The simplest form of pg_dump creates a SQL script that contains the commands needed to reconstruct the database:

bash
pg_dump dbname > output_file.sql

This command connects to the database named dbname and outputs a SQL script to output_file.sql. When executed, this script will recreate the database structure and populate it with data.

Example: Creating a Basic Backup

Let's say we have a database called bookstore that we want to back up:

bash
pg_dump bookstore > bookstore_backup.sql

Output (partial example of generated SQL file):

sql
--
-- PostgreSQL database dump
--

-- Dumped from database version 14.5
-- Dumped by pg_dump version 14.5

SET statement_timeout = 0;
SET lock_timeout = 0;
SET client_encoding = 'UTF8';
-- ... (more settings)

CREATE TABLE public.books (
id integer NOT NULL,
title character varying(255) NOT NULL,
author character varying(255) NOT NULL,
publication_year integer,
isbn character varying(13)
);

-- ... (more table definitions, data, etc.)

Connection Options

In a real-world scenario, you'll often need to specify connection parameters:

bash
pg_dump -h hostname -p port -U username -W dbname > output_file.sql

Where:

  • -h: Database server host
  • -p: Database server port
  • -U: Username to connect as
  • -W: Force password prompt

Example: Backing Up a Remote Database

bash
pg_dump -h db.example.com -p 5432 -U admin -W bookstore > bookstore_backup.sql

You'll be prompted for your password, and then the backup will proceed.

Output Format Options

pg_dump supports various output formats controlled by the -F option:

  • -F p: Plain text SQL script (default)
  • -F c: Custom format (compressed, most flexible)
  • -F d: Directory format (creates a directory with one file per table)
  • -F t: TAR format archive

The custom format (-F c) is particularly useful as it's compressed and allows selective restore using pg_restore.

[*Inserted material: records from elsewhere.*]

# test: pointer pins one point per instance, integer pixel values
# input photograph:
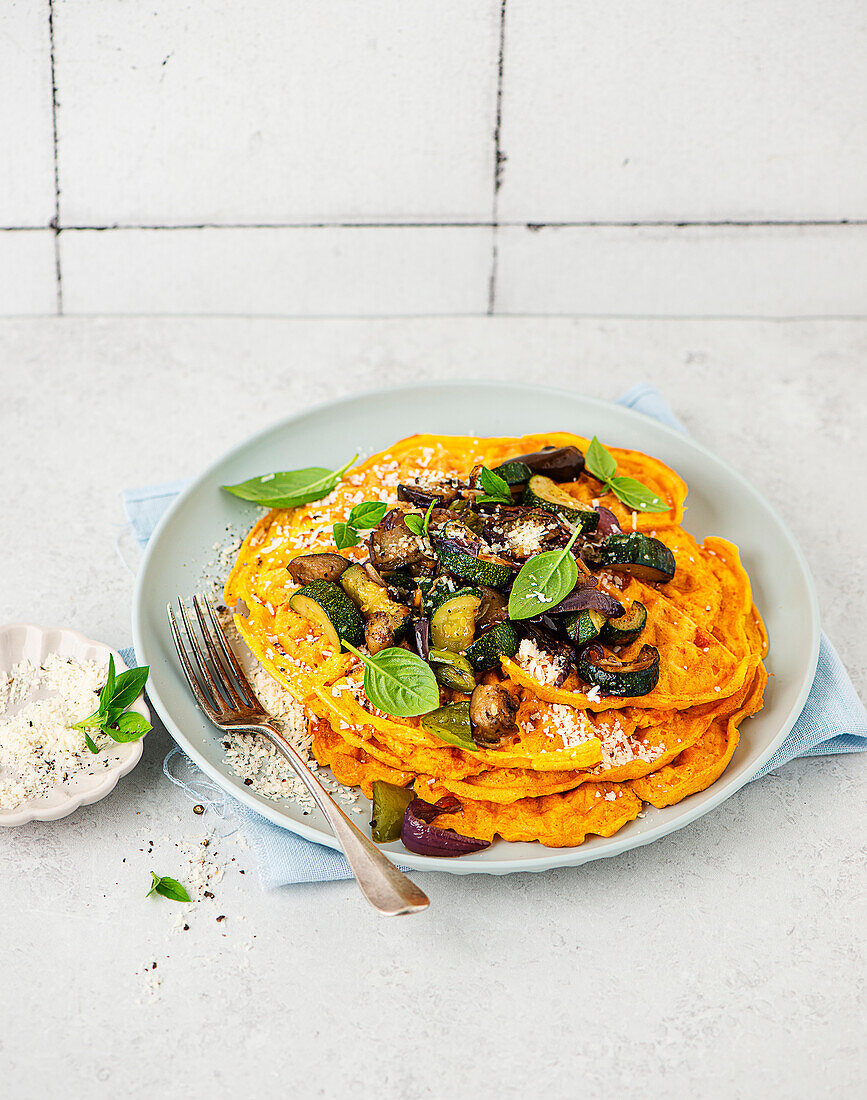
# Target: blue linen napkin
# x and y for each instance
(285, 858)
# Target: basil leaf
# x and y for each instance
(397, 682)
(636, 496)
(128, 688)
(289, 488)
(599, 461)
(544, 582)
(368, 514)
(496, 488)
(346, 536)
(129, 727)
(168, 888)
(428, 514)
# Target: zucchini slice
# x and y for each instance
(451, 670)
(372, 598)
(582, 627)
(473, 570)
(542, 493)
(452, 625)
(486, 651)
(619, 678)
(325, 604)
(514, 472)
(451, 724)
(625, 629)
(637, 554)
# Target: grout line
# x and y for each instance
(56, 222)
(498, 162)
(533, 226)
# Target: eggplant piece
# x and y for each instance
(493, 710)
(561, 656)
(525, 534)
(559, 463)
(439, 493)
(317, 567)
(619, 678)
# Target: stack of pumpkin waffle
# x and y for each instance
(577, 743)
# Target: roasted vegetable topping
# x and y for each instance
(637, 554)
(325, 604)
(390, 803)
(317, 567)
(619, 678)
(492, 714)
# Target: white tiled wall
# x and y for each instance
(322, 157)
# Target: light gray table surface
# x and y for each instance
(725, 960)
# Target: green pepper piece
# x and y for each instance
(451, 724)
(390, 803)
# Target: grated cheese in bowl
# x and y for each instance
(39, 706)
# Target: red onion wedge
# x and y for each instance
(419, 836)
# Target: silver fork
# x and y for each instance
(223, 693)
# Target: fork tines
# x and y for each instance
(217, 679)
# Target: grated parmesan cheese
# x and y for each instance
(39, 746)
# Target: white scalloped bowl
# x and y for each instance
(25, 641)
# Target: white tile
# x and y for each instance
(28, 275)
(276, 111)
(683, 110)
(276, 272)
(26, 135)
(690, 272)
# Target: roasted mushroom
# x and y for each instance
(379, 633)
(317, 567)
(492, 714)
(393, 546)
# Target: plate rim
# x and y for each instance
(560, 857)
(112, 776)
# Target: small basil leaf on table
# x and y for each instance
(129, 727)
(636, 496)
(346, 536)
(128, 686)
(289, 488)
(398, 682)
(168, 888)
(368, 514)
(544, 582)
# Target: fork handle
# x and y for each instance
(385, 888)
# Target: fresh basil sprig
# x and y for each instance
(363, 517)
(168, 888)
(289, 488)
(111, 716)
(496, 490)
(397, 682)
(601, 463)
(544, 582)
(418, 525)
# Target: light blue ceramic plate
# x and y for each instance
(720, 503)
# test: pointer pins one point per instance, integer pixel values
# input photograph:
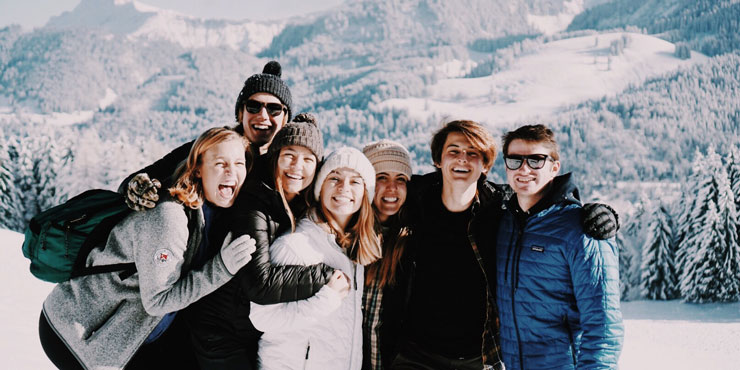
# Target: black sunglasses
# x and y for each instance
(273, 109)
(534, 161)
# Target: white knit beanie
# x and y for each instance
(387, 155)
(349, 158)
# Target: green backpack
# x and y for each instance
(58, 240)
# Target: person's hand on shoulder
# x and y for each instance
(237, 253)
(340, 283)
(600, 221)
(142, 192)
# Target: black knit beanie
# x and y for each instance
(269, 82)
(302, 131)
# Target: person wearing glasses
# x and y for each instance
(448, 318)
(269, 206)
(262, 109)
(557, 287)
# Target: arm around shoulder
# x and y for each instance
(161, 242)
(595, 275)
(266, 282)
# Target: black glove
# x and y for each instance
(142, 192)
(600, 221)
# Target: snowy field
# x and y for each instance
(659, 335)
(544, 81)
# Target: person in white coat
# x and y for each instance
(325, 331)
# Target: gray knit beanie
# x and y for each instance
(269, 82)
(302, 131)
(387, 155)
(346, 157)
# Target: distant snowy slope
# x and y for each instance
(20, 307)
(545, 81)
(658, 335)
(143, 22)
(552, 23)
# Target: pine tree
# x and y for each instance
(625, 264)
(6, 188)
(733, 172)
(630, 242)
(658, 280)
(712, 273)
(685, 224)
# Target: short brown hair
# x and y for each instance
(535, 134)
(478, 136)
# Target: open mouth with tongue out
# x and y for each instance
(226, 190)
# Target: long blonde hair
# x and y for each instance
(303, 194)
(384, 270)
(360, 238)
(188, 188)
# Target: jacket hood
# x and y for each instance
(562, 190)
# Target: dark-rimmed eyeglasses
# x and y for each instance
(273, 109)
(534, 161)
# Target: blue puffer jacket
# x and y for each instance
(557, 289)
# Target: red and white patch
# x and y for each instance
(162, 256)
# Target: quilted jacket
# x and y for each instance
(321, 332)
(557, 289)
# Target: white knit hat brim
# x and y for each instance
(346, 157)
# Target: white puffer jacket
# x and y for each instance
(322, 332)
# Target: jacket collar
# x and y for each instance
(561, 191)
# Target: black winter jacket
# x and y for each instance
(220, 322)
(423, 192)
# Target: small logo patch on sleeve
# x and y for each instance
(162, 255)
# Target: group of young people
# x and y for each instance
(254, 250)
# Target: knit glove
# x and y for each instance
(600, 221)
(142, 192)
(235, 254)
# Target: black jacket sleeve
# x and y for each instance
(266, 283)
(163, 169)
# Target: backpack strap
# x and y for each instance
(98, 236)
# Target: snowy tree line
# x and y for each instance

Example: Creating a Custom Format Backup

bash
pg_dump -F c -f bookstore_backup.dump bookstore

This creates a compressed custom-format file that can only be restored using pg_restore.

Selective Backup

You can choose to dump only specific parts of a database:

  • -t table: Dump only the specified table(s)
  • -n schema: Dump only the specified schema(s)
  • -T table: Exclude the specified table(s)
  • -N schema: Exclude the specified schema(s)

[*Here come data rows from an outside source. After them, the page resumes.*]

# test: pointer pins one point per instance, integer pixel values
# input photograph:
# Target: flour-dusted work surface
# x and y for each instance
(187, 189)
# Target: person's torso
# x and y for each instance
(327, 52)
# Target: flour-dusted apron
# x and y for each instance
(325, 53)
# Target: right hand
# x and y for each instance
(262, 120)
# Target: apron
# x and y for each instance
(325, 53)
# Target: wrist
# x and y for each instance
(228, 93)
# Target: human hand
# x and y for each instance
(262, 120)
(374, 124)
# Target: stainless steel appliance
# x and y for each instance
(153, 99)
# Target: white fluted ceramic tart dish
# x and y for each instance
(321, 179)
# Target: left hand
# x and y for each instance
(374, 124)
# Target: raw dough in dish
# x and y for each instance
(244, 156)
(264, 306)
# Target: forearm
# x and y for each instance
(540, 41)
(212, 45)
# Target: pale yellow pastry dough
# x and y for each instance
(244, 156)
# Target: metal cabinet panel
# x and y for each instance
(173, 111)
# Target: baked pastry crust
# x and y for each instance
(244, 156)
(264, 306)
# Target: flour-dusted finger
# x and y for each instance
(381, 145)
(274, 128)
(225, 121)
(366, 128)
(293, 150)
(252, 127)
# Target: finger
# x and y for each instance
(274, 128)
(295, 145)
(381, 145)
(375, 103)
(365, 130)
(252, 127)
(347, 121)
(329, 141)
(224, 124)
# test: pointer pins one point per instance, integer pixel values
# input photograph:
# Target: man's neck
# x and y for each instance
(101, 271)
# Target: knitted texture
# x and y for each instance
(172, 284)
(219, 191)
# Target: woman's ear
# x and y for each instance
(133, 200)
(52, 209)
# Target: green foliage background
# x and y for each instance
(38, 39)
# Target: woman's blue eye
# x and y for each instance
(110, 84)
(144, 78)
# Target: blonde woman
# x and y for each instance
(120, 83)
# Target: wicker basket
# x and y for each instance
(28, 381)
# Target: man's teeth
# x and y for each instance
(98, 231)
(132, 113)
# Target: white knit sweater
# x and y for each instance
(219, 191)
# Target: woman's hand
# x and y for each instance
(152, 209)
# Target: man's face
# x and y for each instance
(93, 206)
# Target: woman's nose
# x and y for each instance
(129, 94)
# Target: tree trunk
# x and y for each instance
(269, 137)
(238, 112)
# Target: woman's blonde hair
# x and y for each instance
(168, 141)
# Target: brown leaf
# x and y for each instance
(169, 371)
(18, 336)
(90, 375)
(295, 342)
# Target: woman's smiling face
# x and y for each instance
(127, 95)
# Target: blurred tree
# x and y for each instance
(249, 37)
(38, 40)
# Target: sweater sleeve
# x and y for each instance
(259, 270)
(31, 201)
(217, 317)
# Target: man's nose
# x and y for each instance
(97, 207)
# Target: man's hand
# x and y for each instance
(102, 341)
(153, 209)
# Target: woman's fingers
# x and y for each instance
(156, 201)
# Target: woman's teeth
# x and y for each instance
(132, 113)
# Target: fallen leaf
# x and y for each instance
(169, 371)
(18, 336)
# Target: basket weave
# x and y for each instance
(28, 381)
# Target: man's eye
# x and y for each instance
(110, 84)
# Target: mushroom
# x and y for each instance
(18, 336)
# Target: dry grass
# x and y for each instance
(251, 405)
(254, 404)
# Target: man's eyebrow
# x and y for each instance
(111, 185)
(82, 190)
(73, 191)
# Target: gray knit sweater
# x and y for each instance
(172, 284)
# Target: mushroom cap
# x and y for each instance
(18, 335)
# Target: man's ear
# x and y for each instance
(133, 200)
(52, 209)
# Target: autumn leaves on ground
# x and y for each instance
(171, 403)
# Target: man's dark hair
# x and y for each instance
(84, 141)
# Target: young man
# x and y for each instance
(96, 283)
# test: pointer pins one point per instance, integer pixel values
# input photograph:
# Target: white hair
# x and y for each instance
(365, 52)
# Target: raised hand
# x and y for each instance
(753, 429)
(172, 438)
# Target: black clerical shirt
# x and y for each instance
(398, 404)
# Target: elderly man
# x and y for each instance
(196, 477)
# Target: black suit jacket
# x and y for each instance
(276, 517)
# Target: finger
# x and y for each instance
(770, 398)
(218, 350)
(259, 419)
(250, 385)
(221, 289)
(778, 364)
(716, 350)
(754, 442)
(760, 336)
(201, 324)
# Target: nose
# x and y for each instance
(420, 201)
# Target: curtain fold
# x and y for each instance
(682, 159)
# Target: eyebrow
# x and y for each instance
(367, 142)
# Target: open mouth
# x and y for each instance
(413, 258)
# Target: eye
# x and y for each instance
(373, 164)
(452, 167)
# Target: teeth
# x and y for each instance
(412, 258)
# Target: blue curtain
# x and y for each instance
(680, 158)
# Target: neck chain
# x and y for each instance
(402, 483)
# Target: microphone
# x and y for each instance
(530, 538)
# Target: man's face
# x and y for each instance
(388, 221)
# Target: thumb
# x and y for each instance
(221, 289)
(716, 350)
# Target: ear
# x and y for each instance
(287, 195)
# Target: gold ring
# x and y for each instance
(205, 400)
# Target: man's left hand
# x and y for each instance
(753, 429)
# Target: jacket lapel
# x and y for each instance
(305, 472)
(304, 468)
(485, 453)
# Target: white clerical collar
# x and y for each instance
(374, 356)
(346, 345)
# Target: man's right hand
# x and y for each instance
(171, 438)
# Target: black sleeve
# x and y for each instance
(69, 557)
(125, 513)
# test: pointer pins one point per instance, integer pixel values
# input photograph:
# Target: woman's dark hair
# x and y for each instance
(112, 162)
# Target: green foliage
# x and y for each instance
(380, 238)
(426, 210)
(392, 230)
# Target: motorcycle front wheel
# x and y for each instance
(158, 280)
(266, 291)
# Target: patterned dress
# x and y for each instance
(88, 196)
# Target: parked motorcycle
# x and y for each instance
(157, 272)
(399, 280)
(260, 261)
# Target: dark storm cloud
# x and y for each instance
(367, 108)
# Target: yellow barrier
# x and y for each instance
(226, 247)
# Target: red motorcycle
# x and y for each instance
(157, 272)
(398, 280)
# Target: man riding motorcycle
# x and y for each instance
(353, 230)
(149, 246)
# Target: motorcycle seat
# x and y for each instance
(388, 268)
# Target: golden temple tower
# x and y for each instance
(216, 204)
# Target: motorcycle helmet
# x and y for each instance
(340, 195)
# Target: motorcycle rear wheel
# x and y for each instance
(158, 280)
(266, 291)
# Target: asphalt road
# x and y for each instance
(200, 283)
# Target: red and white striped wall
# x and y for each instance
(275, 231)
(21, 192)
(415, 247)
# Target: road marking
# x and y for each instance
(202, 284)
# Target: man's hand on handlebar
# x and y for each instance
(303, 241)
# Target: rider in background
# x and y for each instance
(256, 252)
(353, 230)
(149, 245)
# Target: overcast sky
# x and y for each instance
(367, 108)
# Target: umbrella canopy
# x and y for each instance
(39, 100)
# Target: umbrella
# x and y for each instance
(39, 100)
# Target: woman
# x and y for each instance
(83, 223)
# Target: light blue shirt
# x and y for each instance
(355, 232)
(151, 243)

Example: Backing Up Specific Tables

To back up only the books and authors tables:

bash
pg_dump -t books -t authors bookstore > books_authors_backup.sql

Example: Excluding a Schema

To back up everything except the logs schema:

bash
pg_dump -N logs bookstore > bookstore_no_logs.sql

Content Control Options

You can control what content is included in the dump:

  • --data-only: Dump only the data, not the schema
  • --schema-only: Dump only the schema, not the data
  • --no-owner: Skip commands to set ownership of objects
  • --no-privileges or --no-acl: Skip commands to set privileges (GRANT/REVOKE)

Example: Schema-Only Backup

To back up just the database structure without any data:

bash
pg_dump --schema-only bookstore > bookstore_schema.sql

Example: Data-Only Backup

To back up just the data without the schema:

bash
pg_dump --data-only bookstore > bookstore_data.sql

Handling Large Databases

For very large databases, consider these options:

  • -j num: Use this many parallel jobs for dumping (custom and directory formats only)
  • --exclude-table-data: Exclude data for specific tables
  • Use pg_dump with the custom format and then selectively restore tables

Example: Parallel Backup

bash
pg_dump -F d -j 4 -f backup_dir bookstore

This creates a directory-format backup using 4 parallel jobs for faster backup of large databases.

Creating a Complete Database Backup Script

Here's a more comprehensive backup script that you might use in production:

bash
#!/bin/bash

# Configuration
DB_NAME="bookstore"
BACKUP_DIR="/var/backups/postgresql"
TIMESTAMP=$(date +"%Y%m%d_%H%M%S")
BACKUP_FILE="$BACKUP_DIR/$DB_NAME-$TIMESTAMP.dump"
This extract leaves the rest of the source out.